Just Try It: Quantity Trumps Quality

Followup to: Don’t Fear Failure

In the same theme as the last article, I think that failure is actually pretty important in learning. Rationality needs data, and trying is a good source of it.

When you’re trying to do something new, you probably won’t be able to do it right the first time. Even if you obsess over it. Jeff Atwood is a programmer who says Quantity Always Trumps Quality

The ceramics teacher announced on opening day that he was dividing the class into two groups. All those on the left side of the studio, he said, would be graded solely on the quantity of work they produced, all those on the right solely on its quality. His procedure was simple: on the final day of class he would bring in his bathroom scales and weigh the work of the “quantity” group: fifty pound of pots rated an “A”, forty pounds a “B”, and so on. Those being graded on “quality”, however, needed to produce only one pot—albeit a perfect one—to get an “A”.

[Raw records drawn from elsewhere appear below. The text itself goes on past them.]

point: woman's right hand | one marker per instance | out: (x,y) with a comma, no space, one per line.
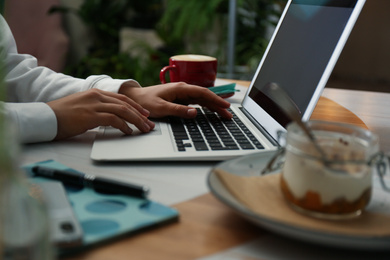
(86,110)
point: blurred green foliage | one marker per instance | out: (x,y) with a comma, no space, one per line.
(180,24)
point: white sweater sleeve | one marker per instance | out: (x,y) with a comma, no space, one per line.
(29,86)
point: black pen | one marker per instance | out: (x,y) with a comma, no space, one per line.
(97,183)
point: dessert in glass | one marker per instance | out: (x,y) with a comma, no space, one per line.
(335,188)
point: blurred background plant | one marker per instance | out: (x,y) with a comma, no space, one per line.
(190,26)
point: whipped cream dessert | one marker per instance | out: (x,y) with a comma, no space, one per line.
(342,188)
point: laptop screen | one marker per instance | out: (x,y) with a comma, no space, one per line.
(301,51)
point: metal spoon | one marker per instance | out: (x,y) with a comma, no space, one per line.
(281,98)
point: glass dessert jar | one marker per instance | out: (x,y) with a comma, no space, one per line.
(338,186)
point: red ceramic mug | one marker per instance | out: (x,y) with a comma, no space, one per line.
(193,69)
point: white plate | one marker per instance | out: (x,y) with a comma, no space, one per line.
(251,165)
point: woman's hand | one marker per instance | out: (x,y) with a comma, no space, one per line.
(86,110)
(172,99)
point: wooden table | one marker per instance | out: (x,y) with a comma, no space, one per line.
(206,226)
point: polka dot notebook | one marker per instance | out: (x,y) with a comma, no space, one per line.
(104,217)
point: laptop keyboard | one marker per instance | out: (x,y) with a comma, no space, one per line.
(208,131)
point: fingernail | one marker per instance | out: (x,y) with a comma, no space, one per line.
(129,131)
(145,112)
(191,112)
(146,127)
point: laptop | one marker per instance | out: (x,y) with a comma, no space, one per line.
(300,57)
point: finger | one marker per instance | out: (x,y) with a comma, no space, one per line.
(128,114)
(107,119)
(202,96)
(109,97)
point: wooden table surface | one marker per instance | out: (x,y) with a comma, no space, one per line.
(206,226)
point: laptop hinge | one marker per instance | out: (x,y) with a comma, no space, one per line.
(259,127)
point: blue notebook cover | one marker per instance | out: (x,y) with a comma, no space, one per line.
(104,217)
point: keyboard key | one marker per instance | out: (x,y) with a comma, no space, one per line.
(210,132)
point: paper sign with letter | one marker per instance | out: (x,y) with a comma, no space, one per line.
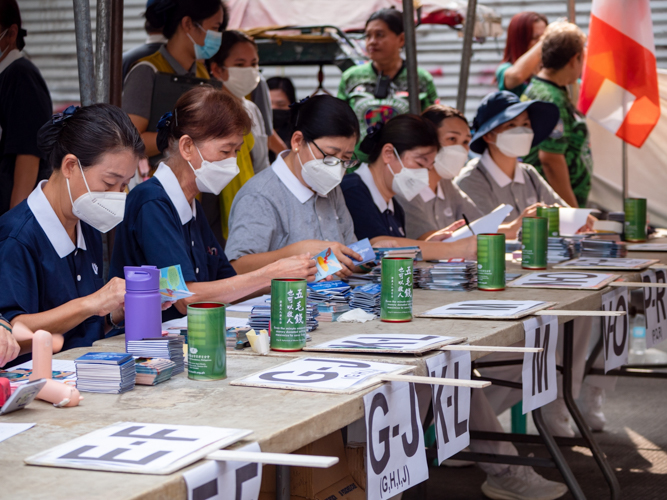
(487,224)
(615,329)
(572,219)
(139,448)
(451,405)
(655,305)
(539,368)
(386,342)
(568,280)
(365,249)
(343,376)
(327,264)
(225,480)
(493,309)
(172,284)
(395,454)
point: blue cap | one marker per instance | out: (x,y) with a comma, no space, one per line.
(500,107)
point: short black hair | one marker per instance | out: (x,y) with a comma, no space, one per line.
(284,84)
(392,17)
(324,116)
(89,133)
(404,132)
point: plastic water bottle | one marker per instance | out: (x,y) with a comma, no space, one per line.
(143,311)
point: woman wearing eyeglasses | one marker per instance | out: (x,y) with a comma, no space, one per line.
(296,206)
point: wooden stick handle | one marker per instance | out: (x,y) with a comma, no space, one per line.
(273,458)
(475,384)
(489,348)
(636,284)
(561,312)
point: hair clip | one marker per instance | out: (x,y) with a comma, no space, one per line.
(61,117)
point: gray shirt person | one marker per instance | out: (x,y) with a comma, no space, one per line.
(488,186)
(429,211)
(274,209)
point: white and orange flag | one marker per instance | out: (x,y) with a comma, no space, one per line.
(619,87)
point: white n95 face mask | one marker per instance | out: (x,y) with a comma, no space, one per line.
(409,181)
(320,177)
(515,142)
(242,81)
(213,176)
(450,160)
(102,210)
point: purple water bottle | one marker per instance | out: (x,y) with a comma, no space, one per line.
(143,311)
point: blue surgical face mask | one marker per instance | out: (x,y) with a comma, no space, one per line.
(211,46)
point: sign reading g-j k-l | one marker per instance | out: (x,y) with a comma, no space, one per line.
(396,459)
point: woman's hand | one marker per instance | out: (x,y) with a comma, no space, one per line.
(446,232)
(109,298)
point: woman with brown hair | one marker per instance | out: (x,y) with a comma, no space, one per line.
(165,225)
(523,52)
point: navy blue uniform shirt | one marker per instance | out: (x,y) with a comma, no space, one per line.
(42,268)
(161,229)
(371,214)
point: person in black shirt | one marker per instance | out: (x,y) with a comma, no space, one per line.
(400,155)
(25,105)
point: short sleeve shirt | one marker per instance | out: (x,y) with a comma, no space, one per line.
(274,209)
(570,137)
(358,86)
(429,211)
(161,229)
(372,215)
(25,105)
(42,268)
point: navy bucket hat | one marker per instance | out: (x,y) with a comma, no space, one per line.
(501,107)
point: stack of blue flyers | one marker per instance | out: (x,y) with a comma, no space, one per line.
(367,297)
(105,372)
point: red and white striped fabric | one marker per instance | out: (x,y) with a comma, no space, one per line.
(619,84)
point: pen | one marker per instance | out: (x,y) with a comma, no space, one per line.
(468,224)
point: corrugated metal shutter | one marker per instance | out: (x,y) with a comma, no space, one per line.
(51,46)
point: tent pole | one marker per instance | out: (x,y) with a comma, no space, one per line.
(411,56)
(466,55)
(84,51)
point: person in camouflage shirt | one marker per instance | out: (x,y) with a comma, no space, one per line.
(564,158)
(377,91)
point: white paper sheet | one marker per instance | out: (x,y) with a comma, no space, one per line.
(246,306)
(9,430)
(572,219)
(487,224)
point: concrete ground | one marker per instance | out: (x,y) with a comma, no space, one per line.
(635,441)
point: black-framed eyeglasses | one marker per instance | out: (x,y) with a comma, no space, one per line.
(334,161)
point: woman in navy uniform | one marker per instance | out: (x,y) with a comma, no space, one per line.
(50,244)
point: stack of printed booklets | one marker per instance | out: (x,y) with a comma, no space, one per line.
(167,347)
(455,276)
(105,372)
(152,371)
(559,250)
(367,297)
(331,298)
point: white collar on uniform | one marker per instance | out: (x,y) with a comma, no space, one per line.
(51,225)
(501,178)
(427,193)
(365,173)
(175,192)
(300,192)
(13,55)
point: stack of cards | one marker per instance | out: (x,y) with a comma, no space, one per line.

Well, came grading time and a curious fact emerged: the works of highest quality were all produced by the group being graded for quantity. It seems that while the “quantity” group was busily churning out piles of work—and learning from their mistakes—the “quality” group had sat theorizing about perfection, and in the end had little more to show for their efforts than grandiose theories and a pile of dead clay.

Where have I heard this before?

  1. Stop theorizing.

  2. Write lots of software.

  3. Learn from your mistakes.

Quantity always trumps quality.

When it comes to software, the same rule applies. If you aren’t building, you aren’t learning. Rather than agonizing over whether you’re building the right thing, just build it. And if that one doesn’t work, keep building until you get one that does.

The people who tried more did better, even though they failed more too. Of course you shouldn’t try to fail, but you shouldn’t let the fear of it stop you from tyring.

I wouldn’t go as far as to say that quantity always trumps quality, but where the cost of failure is low lots of failures that you pay attention to is a pretty good way of learning. You should hold off on proposing solutions, but you also need to get around to actually trying the proposed solution.

I’m normed such that I’ll spend more time talking about if something will work than trying it out to see if it works. The problem is that if you don’t know about something already, your thoughts about what will work aren’t going to be particularly accurate. Trying something will very conclusively demonstrate if something works or not.

Note:
I originally had this as part of Don’t Fear Failure, but that post got too long.